Sep 17 (Reuters) – US money market funds faced large outflows in the week leading up to September 15 as risk sentiment improved as fears of high inflation eased and the US Federal Reserve prematurely suspended stimulus measures after the Data showed a slowdown in the pace of consumer price increases.
Data from Lipper showed US money market funds saw an outflow of $ 43.34 billion for the week ending Wednesday, the largest since December 16.
Cash inflows in US stocks, bonds, and money market funds
The core measure of US consumer prices rose 0.1% last month, the smallest increase since February. The August slowdown gives the Federal Reserve breathing room as it prepares to shrink its massive bond holdings and decide how quickly to start raising rates from near zero. Continue reading
Meanwhile, U.S. equity funds rose $ 5.54 billion net after seeing $ 1.83 billion in outflows the previous week.
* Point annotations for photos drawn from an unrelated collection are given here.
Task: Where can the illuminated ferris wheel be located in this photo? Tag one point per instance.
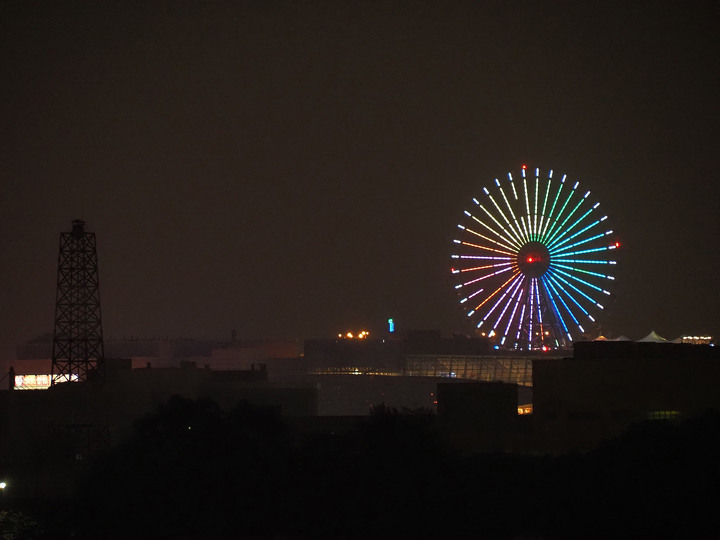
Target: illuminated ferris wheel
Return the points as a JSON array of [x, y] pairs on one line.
[[532, 261]]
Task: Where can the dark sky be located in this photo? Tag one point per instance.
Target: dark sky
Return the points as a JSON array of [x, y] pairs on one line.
[[294, 169]]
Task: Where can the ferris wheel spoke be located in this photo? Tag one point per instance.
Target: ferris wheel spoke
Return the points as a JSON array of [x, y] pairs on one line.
[[498, 290], [551, 295], [527, 207], [489, 228], [557, 224], [517, 234], [512, 316], [557, 279], [552, 209], [533, 261], [537, 190], [486, 248], [507, 268], [480, 235], [561, 230], [545, 199], [581, 271], [513, 289], [586, 283], [512, 213], [517, 281], [509, 235], [556, 249], [557, 241]]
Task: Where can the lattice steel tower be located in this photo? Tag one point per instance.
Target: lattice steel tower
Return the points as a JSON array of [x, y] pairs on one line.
[[78, 351]]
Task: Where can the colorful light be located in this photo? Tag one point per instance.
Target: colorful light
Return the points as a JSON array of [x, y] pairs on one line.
[[543, 298]]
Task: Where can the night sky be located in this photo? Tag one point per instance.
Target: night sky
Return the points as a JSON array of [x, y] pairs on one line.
[[296, 169]]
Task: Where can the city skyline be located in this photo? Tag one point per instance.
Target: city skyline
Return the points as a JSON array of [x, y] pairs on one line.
[[294, 170]]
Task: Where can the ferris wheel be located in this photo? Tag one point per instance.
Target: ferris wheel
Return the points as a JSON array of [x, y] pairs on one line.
[[532, 261]]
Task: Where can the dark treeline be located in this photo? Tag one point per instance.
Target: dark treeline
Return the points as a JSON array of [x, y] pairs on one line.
[[192, 470]]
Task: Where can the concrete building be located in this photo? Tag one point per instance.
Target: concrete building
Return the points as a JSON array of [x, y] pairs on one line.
[[607, 386]]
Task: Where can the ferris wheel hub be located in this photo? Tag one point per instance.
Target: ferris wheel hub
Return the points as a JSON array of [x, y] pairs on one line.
[[533, 259]]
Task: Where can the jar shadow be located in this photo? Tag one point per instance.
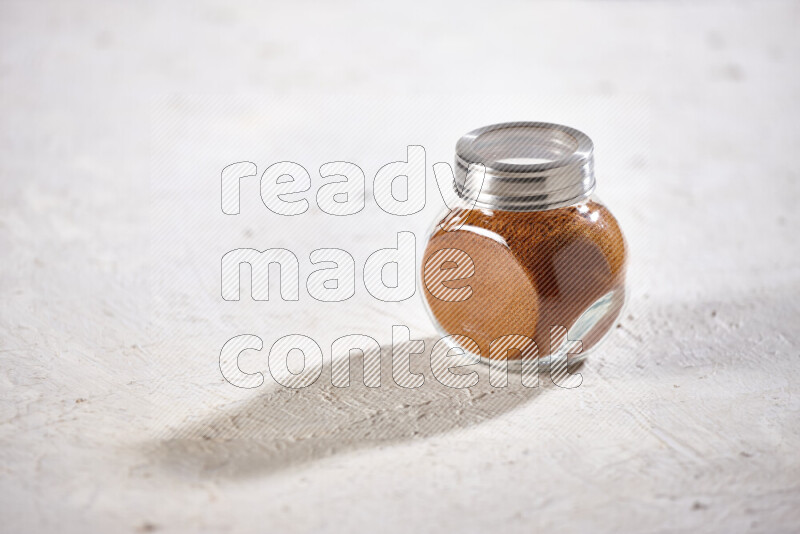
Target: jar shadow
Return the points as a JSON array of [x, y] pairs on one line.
[[283, 427]]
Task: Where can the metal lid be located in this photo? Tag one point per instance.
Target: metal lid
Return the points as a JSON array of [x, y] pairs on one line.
[[530, 166]]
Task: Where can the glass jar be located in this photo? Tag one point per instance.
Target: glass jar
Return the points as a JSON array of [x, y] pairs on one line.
[[528, 260]]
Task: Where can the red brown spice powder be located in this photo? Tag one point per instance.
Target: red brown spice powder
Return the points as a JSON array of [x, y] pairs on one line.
[[534, 270]]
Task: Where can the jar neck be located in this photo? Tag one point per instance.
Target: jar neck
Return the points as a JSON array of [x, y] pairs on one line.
[[526, 166]]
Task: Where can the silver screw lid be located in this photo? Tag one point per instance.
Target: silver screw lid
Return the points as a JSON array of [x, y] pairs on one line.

U.S. equity mutual funds drew in $ 1.28 billion net and growth funds got $ 208 million net after each one saw an outflow the previous week.
Among the equity funds, tech and real estate funds rose $ 435 million and $ 383 million, respectively, despite financials outflowing $ 845 million.
Flows into US equity sector fundsFunds flows into US growth and value funds
US bond funds rose $ 5.56 billion net for a ninth straight week of inflows.
US short / intermediate investment grade funds saw cash inflows rise two-fold to $ 2.07 billion and US municipal debt purchases rose 27% to $ 1.06 billion. However, the purchase of inflation-linked funds has almost halved to $ 574 million.